You need to have an account set up with Github and GHTorrent, a mongo db set up, and a sonarqube server running.
Set up account as following instructions on main GHTorrent website. Run the SQL server on using 'ssh -L 3306:web.ghtorrent.org:3306 ghtorrent@web.ghtorrent.org', sign in as necessary
You can modify where your uname and authorisation are stored, but by default they need to be placed in files 'username.txt' and 'auth.txt' in D://Experiment/auth. These are used to pull down the projects' code through the Github API.
Run mongo server on localhost:27017
Sonarqube scanner needs to be set up through to work via the command line. As such, it needs to be added to the system PATH. The sonarqube server needs to be run as well, so the results of the scanner can be saved, and then analysed later.

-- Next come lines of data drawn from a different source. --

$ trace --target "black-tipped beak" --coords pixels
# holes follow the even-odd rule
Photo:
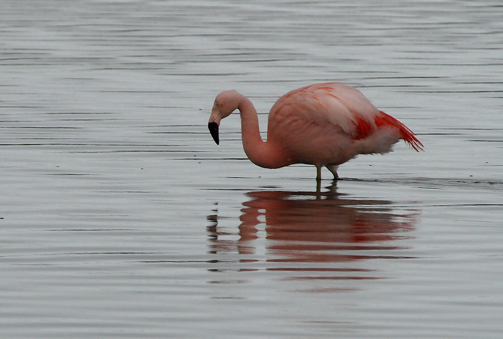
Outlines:
[[[215,122],[209,123],[208,124],[208,129],[210,130],[211,136],[213,137],[213,140],[217,145],[218,145],[218,124]]]

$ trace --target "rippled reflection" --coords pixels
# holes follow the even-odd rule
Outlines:
[[[345,196],[335,186],[327,188],[321,193],[250,192],[237,229],[219,225],[215,209],[208,217],[211,252],[244,255],[241,262],[264,260],[276,263],[268,270],[297,272],[368,272],[373,270],[339,266],[363,259],[408,257],[404,240],[411,237],[417,211],[390,201]],[[264,243],[265,259],[257,255]],[[373,278],[359,274],[295,279]]]

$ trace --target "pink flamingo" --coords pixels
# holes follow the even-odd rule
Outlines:
[[[387,153],[400,139],[423,150],[406,126],[340,82],[306,86],[280,97],[269,112],[266,141],[260,136],[252,102],[234,90],[220,93],[208,124],[217,145],[220,120],[236,109],[241,114],[243,147],[253,163],[265,168],[314,165],[318,181],[322,166],[337,179],[339,165],[359,154]]]

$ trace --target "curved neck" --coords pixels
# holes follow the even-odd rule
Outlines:
[[[248,99],[242,96],[237,107],[241,114],[241,134],[244,153],[252,162],[265,168],[278,168],[292,163],[287,152],[272,142],[262,140],[257,110]]]

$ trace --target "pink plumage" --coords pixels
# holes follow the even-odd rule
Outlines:
[[[234,90],[217,96],[208,124],[218,143],[220,120],[238,109],[243,146],[249,159],[267,168],[296,163],[322,166],[338,177],[338,166],[359,154],[384,154],[402,139],[416,151],[423,144],[404,125],[379,110],[357,89],[340,82],[315,84],[286,93],[269,112],[267,140],[259,130],[257,111]]]

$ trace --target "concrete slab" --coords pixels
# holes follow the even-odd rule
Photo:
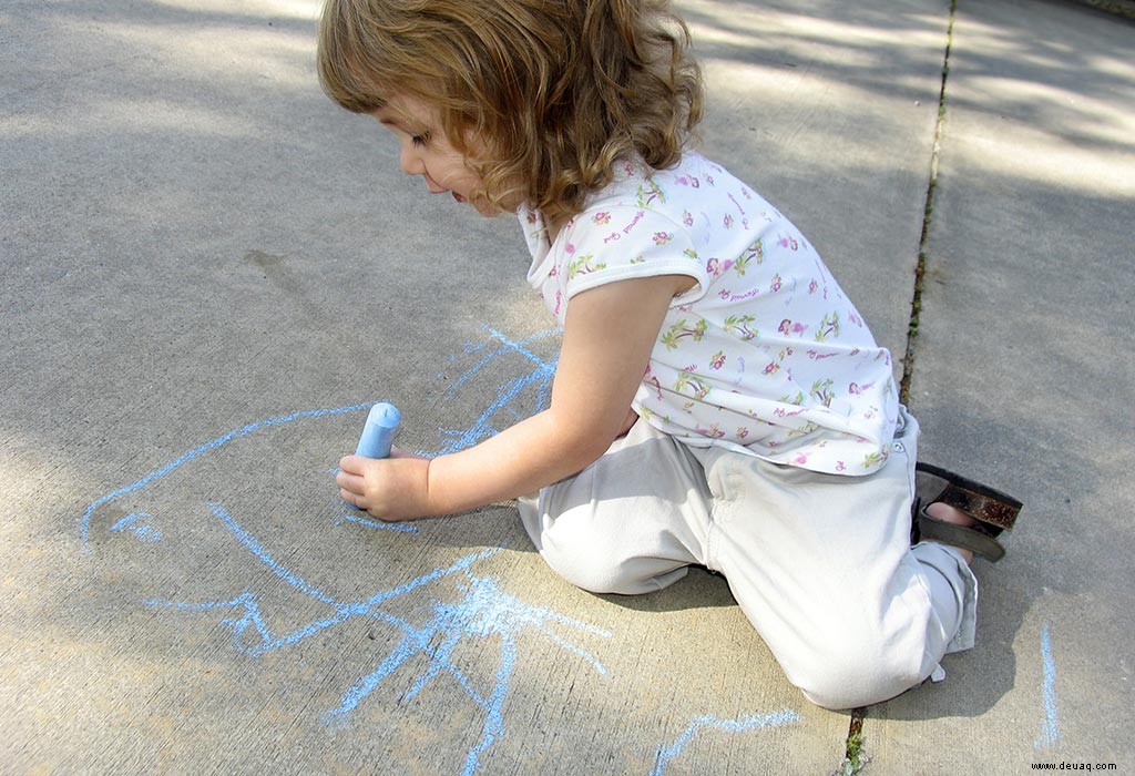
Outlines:
[[[1026,504],[977,647],[868,710],[872,771],[1135,765],[1128,558],[1135,26],[958,2],[911,404],[919,454]]]
[[[947,3],[682,8],[707,154],[901,354]],[[0,765],[834,769],[848,715],[720,579],[595,597],[512,505],[406,531],[337,503],[367,403],[411,449],[470,444],[545,400],[556,335],[518,230],[423,196],[319,92],[314,15],[0,11]]]

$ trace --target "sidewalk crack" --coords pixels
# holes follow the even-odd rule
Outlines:
[[[934,124],[934,145],[930,157],[930,180],[926,184],[926,201],[923,205],[922,236],[918,239],[918,264],[915,268],[915,290],[910,300],[910,322],[907,324],[907,352],[902,356],[902,381],[899,398],[909,406],[910,380],[914,377],[915,356],[918,345],[918,324],[922,317],[922,293],[926,277],[926,245],[930,225],[934,214],[934,193],[938,188],[938,166],[942,154],[942,133],[945,125],[945,84],[950,77],[950,50],[953,47],[953,18],[957,0],[950,0],[950,17],[945,27],[945,53],[942,58],[942,84],[938,93],[938,120]]]

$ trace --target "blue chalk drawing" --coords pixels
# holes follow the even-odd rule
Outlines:
[[[1060,740],[1060,727],[1057,724],[1057,664],[1052,659],[1052,635],[1049,624],[1041,631],[1041,661],[1044,665],[1044,684],[1042,695],[1044,702],[1044,724],[1041,735],[1034,742],[1036,749],[1049,749]]]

Need to install the following packages:
- PyMySQL
- certifi
- chardet
- idna
- mysqlclient
- numpy
- pip
- pymongo
- python-dateutil
- pytz
- requests
- setuptools
- six
- urllib3
On the first pass, run MainDirectory/Main.py. This will seed the dataset with 100 users and their projects. From their, run Analyse_People/Main.py and Analyse_Projects/Main.py as necessary to get relevent data. Analyse_People will take a subset of the unanalysed people in the dataset and build up personal and project relationships, while Analyse_Projects will examine the people who worked on a subset of unanalysed projects.